Ninguno de nosotros teníamos respuesta a esas preguntas.
—Se llama Teresa —añadió María—. Pero no ha querido decirme nada más.
Mi amo tenía la mirada fija en el fuego; las arrugas de su frente indicaban que su cerebro hacía enormes esfuerzos por hallar las respuestas a las múltiples preguntas que lo acosaban.
—¿Qué vamos a hacer? —preguntó Inés.
Dámaso arrojó la botella vacía contra el fuego. Intentó levantarse pero casi no podía tenerse en pie, y volvió a caer donde estaba.
—Intentemos mantener la calma —replicó don Diego. Nunca le había visto tan serio. Me di cuenta de que Miguel también le observaba: el semblante del morisco era más impenetrable que nunca—. De poco les serviremos a Brígida y a Lucrecia si nos dejamos abatir por el desánimo.
Dámaso se rió. Fue una carcajada amarga, dura. Inés fue hacia él y apoyó la mano en su hombro. El fuego los iluminó a ambos, y en esa ocasión sí fui consciente del parecido: ambos poseían una belleza extraña, turbadora, de rasgos distintos, sí, pero que se combinaban formando la misma expresión. De su piel, de sus gestos, incluso de su inmovilidad, parecía emanar una sensualidad salvaje. Sin poder evitarlo, a pesar de todo lo que sucedía, sentí deseos de abrazar a Inés, de yacer con ella, de recorrer su cuerpo con mis manos.

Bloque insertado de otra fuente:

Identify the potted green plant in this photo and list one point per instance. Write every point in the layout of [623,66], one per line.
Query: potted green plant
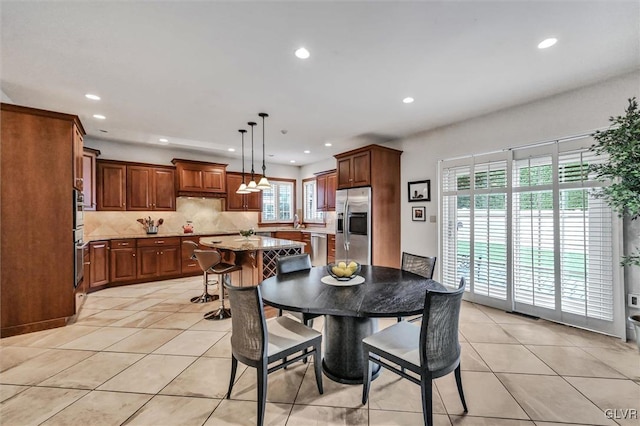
[620,143]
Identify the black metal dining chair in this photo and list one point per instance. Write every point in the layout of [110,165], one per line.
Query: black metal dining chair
[430,350]
[424,266]
[288,265]
[258,342]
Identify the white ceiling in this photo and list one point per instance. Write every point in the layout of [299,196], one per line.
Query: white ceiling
[196,72]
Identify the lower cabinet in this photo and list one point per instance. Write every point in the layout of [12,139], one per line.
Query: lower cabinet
[122,260]
[158,257]
[99,263]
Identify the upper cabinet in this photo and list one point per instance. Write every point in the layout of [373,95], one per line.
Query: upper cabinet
[133,186]
[112,185]
[200,179]
[241,202]
[326,184]
[89,189]
[354,167]
[150,188]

—Tranquilo —susurró ella al oído de su hermano.
Él cerró los ojos mientras ella, de pie, a su espalda, atraía su cabeza contra su pecho.

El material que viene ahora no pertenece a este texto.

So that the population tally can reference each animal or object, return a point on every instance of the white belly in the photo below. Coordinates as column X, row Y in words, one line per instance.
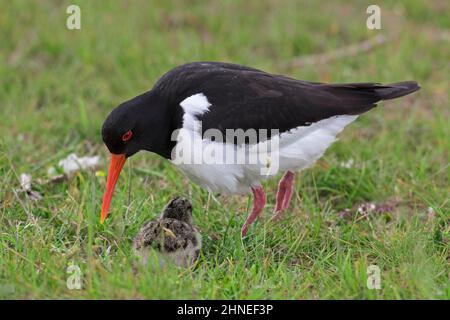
column 205, row 162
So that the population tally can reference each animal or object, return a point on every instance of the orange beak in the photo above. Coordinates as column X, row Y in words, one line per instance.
column 115, row 166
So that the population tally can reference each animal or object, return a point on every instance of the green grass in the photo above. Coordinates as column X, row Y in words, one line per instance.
column 57, row 86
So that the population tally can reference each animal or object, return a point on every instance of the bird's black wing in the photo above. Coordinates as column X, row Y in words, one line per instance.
column 247, row 98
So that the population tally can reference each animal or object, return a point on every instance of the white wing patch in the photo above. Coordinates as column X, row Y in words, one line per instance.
column 296, row 149
column 193, row 106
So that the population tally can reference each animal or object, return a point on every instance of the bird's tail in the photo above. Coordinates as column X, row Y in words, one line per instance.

—Mañana empezaré a mover los hilos —anunció don Diego con voz seca—. Sabéis que tengo amigos influyentes en la Corte: intentaré convencer a alguno para que interceda por ellas. También quiero ocuparme de esta niña… Hay que sacarla de Toledo. Vosotros no os mováis de aquí. No os alejéis mucho ni entréis en la ciudad. Y por lo que más queráis, que nadie vaya a casa de Brígida. No sabemos si están buscando cómplices…
El día amaneció triste, gris y frío. El invierno en toda su crudeza se abatía sobre nosotros. El aire cortaba. Al levantarme, la casa de don Diego me pareció más austera que nunca. Olía a cerrado, a humedad, a vacío.

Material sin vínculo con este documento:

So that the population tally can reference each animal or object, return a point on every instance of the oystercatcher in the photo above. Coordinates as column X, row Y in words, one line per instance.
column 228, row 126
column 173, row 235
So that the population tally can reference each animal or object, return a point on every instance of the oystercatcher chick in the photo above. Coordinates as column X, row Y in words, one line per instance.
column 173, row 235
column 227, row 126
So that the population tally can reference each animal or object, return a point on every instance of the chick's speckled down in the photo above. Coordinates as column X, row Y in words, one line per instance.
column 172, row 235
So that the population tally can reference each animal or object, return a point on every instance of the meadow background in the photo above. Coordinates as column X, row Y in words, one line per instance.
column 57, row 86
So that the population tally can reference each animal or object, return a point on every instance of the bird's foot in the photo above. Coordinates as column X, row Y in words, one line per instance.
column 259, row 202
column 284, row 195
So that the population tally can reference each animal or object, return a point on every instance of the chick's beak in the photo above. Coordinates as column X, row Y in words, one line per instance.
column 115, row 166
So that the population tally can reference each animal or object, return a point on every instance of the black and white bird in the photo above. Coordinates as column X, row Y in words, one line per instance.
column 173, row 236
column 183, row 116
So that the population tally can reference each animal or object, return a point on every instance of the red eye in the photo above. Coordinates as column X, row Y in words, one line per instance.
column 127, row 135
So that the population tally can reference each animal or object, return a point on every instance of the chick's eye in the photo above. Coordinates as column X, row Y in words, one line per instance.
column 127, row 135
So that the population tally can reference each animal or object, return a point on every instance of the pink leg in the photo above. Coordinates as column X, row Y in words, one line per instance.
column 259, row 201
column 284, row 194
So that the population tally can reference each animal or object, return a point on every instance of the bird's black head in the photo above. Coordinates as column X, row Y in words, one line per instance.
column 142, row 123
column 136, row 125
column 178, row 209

Ensillé el caballo para mi amo a primera hora. Antes de partir, con la niña Teresa envuelta en una manta sentada delante de él, me habló sin mirarme a los ojos.
—Saldremos de ésta, Lázaro. Ten fe.
Volví a entrar en casa, aterido, y me senté junto a los restos del fuego. Alguien se dejó caer a mi lado.
—¿Estás bien?
Era Inés. Se la veía asustada, frágil, muy distinta a la fría y desafiante chiquilla que yo había conocido hasta entonces. Por primera vez me sentí fuerte. Ya no era el crío que la había conocido después de recibir un jarrazo de un ciego cascarrabias.
—Don Diego acaba de marcharse. Él lo arreglará todo —añadí, como si decirlo en voz alta sirviera para hacer realidad el deseo.
Asintió como si comprendiera.
—No puedo dejar de pensar en ellas —musitó—. ¿Sabes qué les hacen a las supuestas brujas?
Sus ojos expresaban temor y lástima. Y un destello de ira, no una furia pasajera sino una rabia sorda, fría. Perenne.
—Lo he oído. Pero don Diego las sacará de allí. Ya lo oíste… —Intentaba infundir a mis palabras una confianza que ni yo mismo sentía del todo—. ¿Cómo está Pedro?
—Duerme… —Se calló—. Sé que don Diego lo intentará, pero… tú no sabes lo que hay en juego, Lázaro.